MayBee70 Wed 17-Jan-24 21:21:05

Now 72 and can fall asleep several times a day. I do suffer from motivational tiredness though.I was walking the dog the other day: didn’t really want to go because it was cold and drizzly ( both of which I hate). Couldn’t wait to get home but, as I was on my way back a friends dog appeared and bounded up to me ( I love that dog; he always recognises me no matter how far away he is and makes me feel so liked even though I know it’s only the treats in my pocket that do it). My dog was thrilled, too. So, instead of going home I walked with my friend, we chatted away and I completely forgot about being tired. Reminded me of taking the kids on walks when they were young and they would walk all day if there were other kids with them). A warm, sunny day and I burst into action, too. I only thought today of how I used to be on my feet all morning at work and then did two other jobs. Sometimes, when I’m walking I feel as if I could lie down on the floor and just sleep.DH does all the driving these days: good job really as I nod off after a while! A bit of caffeine does kick start me( I stick to decaf most of the time). I often wonder how younger people will be able to work up to the ages they’re now expected to do to claim their pension.Re the OP might it be down to blood sugar levels and perhaps a blood test might be in order.

henetha Wed 17-Jan-24 23:50:11

Thanks so much for your kind comments, ladies.
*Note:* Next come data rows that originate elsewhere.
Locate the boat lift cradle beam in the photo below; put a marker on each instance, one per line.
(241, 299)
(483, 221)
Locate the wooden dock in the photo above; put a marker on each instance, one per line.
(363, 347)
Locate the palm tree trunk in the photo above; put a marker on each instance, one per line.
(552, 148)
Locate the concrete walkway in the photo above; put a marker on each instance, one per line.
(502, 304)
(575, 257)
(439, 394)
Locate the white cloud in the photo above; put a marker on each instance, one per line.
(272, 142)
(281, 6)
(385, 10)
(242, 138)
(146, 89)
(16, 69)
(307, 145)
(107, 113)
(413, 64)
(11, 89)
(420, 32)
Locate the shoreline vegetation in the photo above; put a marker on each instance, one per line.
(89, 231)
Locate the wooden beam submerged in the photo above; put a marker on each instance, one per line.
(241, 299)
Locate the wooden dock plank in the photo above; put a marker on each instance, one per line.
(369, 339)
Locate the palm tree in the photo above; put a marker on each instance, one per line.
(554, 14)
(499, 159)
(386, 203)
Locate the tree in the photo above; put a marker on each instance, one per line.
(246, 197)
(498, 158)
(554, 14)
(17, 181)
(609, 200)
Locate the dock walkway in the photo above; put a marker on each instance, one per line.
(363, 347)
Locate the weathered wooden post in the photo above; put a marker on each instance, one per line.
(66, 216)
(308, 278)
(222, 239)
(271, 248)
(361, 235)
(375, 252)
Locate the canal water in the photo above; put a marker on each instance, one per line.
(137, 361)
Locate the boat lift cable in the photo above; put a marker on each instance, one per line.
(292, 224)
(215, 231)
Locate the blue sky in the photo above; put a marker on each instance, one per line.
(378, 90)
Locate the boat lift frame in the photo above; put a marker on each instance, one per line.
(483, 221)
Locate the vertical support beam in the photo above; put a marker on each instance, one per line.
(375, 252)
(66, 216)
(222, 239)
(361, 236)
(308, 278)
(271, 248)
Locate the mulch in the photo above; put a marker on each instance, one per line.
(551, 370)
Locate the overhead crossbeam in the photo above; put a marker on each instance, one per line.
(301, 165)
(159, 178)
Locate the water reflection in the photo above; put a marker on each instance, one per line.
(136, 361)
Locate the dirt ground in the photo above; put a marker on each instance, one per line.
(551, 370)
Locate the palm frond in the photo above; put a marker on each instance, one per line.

Truly I do not really want to go into a home. You are absolutely right. So I'm taking steps at the moment to get more help, like applying for attendance allowance, a disabled badge for my car, having groceries delivered etc....i think that's the way forward really.
And anyway, maybe all this striving is what keeps us going. I'd probably be bored in a home. I just need some help, that's all.

Redhead56 Thu 18-Jan-24 09:12:45

Glad to read you are taking steps to ensure you can stay at home with the help you need.

Aveline Thu 18-Jan-24 09:30:24

I can't believe how hard some simple activities can seem to me. Just things I used to do without thinking about can seem incredibly tiring. Eg walking uphill to somewhere I've been hundreds of times before.

Skydancer Thu 18-Jan-24 09:37:45

I no longer have boundless energy. I could easily sleep till 10am but make the effort to get up earlier. If I know I am going to have a busy day I try to make sure I can relax on the following day. Talking to people for long periods also makes me tired. However I do find that when I am out walking or on a day out with DH, all my troubles disappear and I feel much better. So I do know some of it is in my head.

polnan Sat 20-Jan-24 11:30:19

oh gosh, this thread/posts is so encouraging for me,, Iam87 nearly 88, but I am told I don`t look my age,, I don`t like to be judged by my looks, cos I am so like so many of you here.
My dh of 50 years died just before covid, I think covid stopped/delayed my grieving, anxiety, struggle, I will NOT give in, I am so much better/brighter /happier when out with my friends, yet still feel lonely, well.. anyway I too wonder if I should look to leave my small house, (maintenance problems) but now again, so encouraged by all your posts. so thankyou

Dempie55 Sat 20-Jan-24 11:36:58

I’m only 68, but feel too tired to go anywhere some days. I do factor in “rest days” after I have a busy day. I think the cold weather has slowed everyone down, too. I was so terrified of slipping over on icy pavements, I stayed in for 3 days. I seldom feel 100% well, more like 78%, but I definitely feel more energetic in the warmer months.